Both the Epson Home Cinema 8500UB and the JVC DLA-RS25 fit into the average sharpness category. Both, in reality, have very good sharpness, but there are a few projectors (mostly DLP’s) that we consider “sharper still” such as the InFocus projectors in this review. These two projectors are close enough to be considered tie in terms of sharpness.
Both projectors are quieter than the respective projectors they replaced, and both are roughly comparable. They are now, what I would call on the high side of average when run in the high power lamp modes. Those people who are the most noise adverse, might, that’s MIGHT, have a problem with either of these at full power, and no one will be concerned about either when in low lamp mode.
The rest of us should be fine with the noise levels these produce. I would say both are 4-5 decibles quieter than the noisiest projectors (mostly DLP).
Let’s call this a tie, even though the JVC is probably a db or two quieter overall.
Well, the JVC is pretty thin on special features. It will take a 24fps source, and do a 4:4 to it, to output at 96fps. The Epson can do that too.
The Epson, of course, has a full CFI (creative frame interpolation) suite, although the current version has problems with applying CFI to 24fps sources, so you are best served using it only with 60fps content, such as sports over HDTV, where it creatively takes the 60fps up to 120fps. I must note, that as of right now – mid-March, Epson is promising a much improved CFI implementation. While they can’t pinpoint the date, it sure sounds like dealers will have them in stock, within the month. Epson has also said, to myself and others, that they will have a way for those who have already purchased their Epson, to get the CFI firmware update. Hopefully it will be by download, but if not, it sounds like Epson is prepared to pay to bring units back in, and upgrade them, then ship them back, or something similar.
If you want the great value, the Epson Home Cinema 8500UB and Pro Cinema 7500UB are tough to beat. (Remember, if you are thinking anamorphic lens now, or in the future, go with the Pro Cinema 9500UB because of its internal support for those lenses).
On the other hand, if the JVC DLA-RS25 price tag isn’t out of reach, and, if you already appreciate the value of great black level performance, and want the best there, plus stunning color performance, then, by all means you will get your money’s worth with the even better JVC DLA-RS25. It really is that simple!
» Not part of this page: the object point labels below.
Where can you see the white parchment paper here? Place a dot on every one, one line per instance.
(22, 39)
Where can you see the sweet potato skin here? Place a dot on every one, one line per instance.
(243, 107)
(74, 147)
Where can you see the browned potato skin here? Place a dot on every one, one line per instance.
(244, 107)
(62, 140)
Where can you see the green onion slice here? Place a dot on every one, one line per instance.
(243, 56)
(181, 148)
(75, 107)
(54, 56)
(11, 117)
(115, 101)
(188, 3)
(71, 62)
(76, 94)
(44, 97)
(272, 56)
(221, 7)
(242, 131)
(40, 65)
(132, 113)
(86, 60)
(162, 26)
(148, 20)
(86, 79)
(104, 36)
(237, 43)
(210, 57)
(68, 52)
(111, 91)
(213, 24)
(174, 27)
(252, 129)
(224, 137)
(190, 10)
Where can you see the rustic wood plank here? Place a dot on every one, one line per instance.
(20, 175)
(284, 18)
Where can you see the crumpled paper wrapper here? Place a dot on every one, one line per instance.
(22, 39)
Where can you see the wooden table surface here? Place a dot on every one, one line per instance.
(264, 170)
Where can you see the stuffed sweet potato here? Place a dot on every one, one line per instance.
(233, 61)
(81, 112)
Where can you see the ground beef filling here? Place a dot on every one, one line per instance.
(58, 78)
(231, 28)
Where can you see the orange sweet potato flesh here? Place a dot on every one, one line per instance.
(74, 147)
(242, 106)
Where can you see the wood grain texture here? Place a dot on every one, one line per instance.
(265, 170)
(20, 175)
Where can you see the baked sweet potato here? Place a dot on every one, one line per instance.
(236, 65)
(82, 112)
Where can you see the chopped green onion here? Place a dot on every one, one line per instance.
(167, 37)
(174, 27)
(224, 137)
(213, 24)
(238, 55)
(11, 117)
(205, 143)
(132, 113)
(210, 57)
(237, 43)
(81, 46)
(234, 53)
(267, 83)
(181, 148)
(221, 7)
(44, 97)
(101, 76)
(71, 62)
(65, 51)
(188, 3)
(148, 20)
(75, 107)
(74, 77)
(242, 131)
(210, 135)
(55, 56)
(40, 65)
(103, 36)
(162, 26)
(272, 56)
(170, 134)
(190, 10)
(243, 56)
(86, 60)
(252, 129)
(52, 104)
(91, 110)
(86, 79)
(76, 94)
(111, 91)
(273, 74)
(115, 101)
A different thought: There is a compromise. You may want to consider the JVC DLA-RS15. It’s priced about half way between the Home Cinema 8500UB and the JVC RS25. True, it can’t match the black levels of the RS25, but it still does slightly better blacks than the Epson. It also can’t match the color accuracy of the RS25, but it comes close, and I would have to consider it, too, to be slightly better than the Epson in this regard. Again, ask yourself, whether you’ll be second guessing your decision in a few months.
Throwing in a monkey wrench: Hold everything – what about 3D? For those of you planning a “last purchase”, and struggling between these two, think about 3D. Now I don’t think anyone expects people to watch nothing but 3D content, with their 3D glasses on, but hey, most of the new LCDTVs coming out, except for the more entry level ones are being touted as 3D ready. I’m sure we’ll see a number of 3D 1080p projectors this fall. Depending on your interest, some may choose to go with the lower cost projector. for perhaps a year or more to see how the possible 3D scenarios play out.